The children are just as different as their parents.

Luis Santos’ Structures is diptych featuring a galvanized iron (GI) sheet beside a painting of the said sheet. He was intreged with how the GI sheet refracts light when the otherwise drab object is distorted.

When Carina Santos browsed through old yearbooks in a secondhand shop, she was fascinated by the photographs. She began to collect them, and then decided to cut out the images and paste them on playing cards -- the cards are an ideal surface for her as she is intimidated by the expanse of the canvas. By designing one card at a time, eventually she has a stack, and she can bring them together to produce a larger work.

Isabel Santos adds markings in graphite, acrylic, and pen on comics-sourced images -- the vibrant colors and the textures appeal to her aesthetic leanings. "I just like a busy background," she said.

THE KIDS WERE NOT INTERESTED
Mona and Soler Santos’ children were not into art initially, and the parents never forced them. The children seemed uninterested whenever the family visited museums, so their parents thought that none of them would follow in the family’s artistic footsteps. "We were also surprised," the mother told BusinessWorld. "You wouldn’t think we’d have a group show like this," added the father.

"Hindi naman parang kahit ano basta ’wag lang art (It was not as if we said anything will do so long as it is not art)," said Carina. "We just had other interests."

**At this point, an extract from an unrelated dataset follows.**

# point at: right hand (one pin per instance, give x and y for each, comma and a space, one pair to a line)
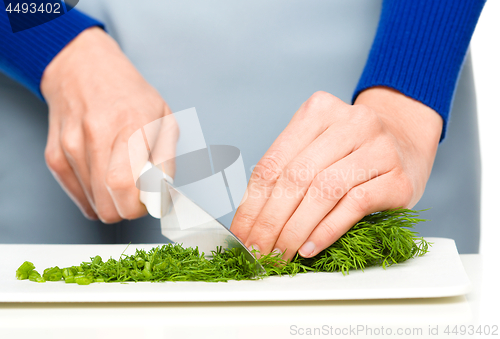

Luis took up Business Management at De La Salle University. "I didn’t want to be an artist," he said. "He wanted to get rich," quipped his father. "He didn’t want to be a struggling artist," added his mother. Everyone laughed.

Things changed when Luis visited the home of artist Elaine Navas. He went home brimming with questions about painting.

Carina wanted to be a writer. A self-confessed bibliophile, her love for words led to her to express herself visually by using images from books.

Constantly drawing since childhood, Isabel’s friends thought she’d go to fine arts, but she did not want to do something so expected. In the end, taking up European Studies in Ateneo de Manila University and a family trip to Europe were the inspiration of her first exhibit last year.

"Just because you went into fine arts doesn’t mean that you’ll continue to do art," said Soler Santos in mixed Filipino and English, remarking that in his University of the Philippines batch, only 20% of his classmates pursued art careers. You might be discouraged because you have really good classmates, or your teacher embarrassed you in front of class, or a teacher forces you to adopt a certain style -- or, since they know you’re a grandchild of Malang, they might be extra critical of you, explained Mr. Santos.

"OK na rin yung nangyari sa kanila (What happened to them was a good thing)," he said. "At least they are free to do their work."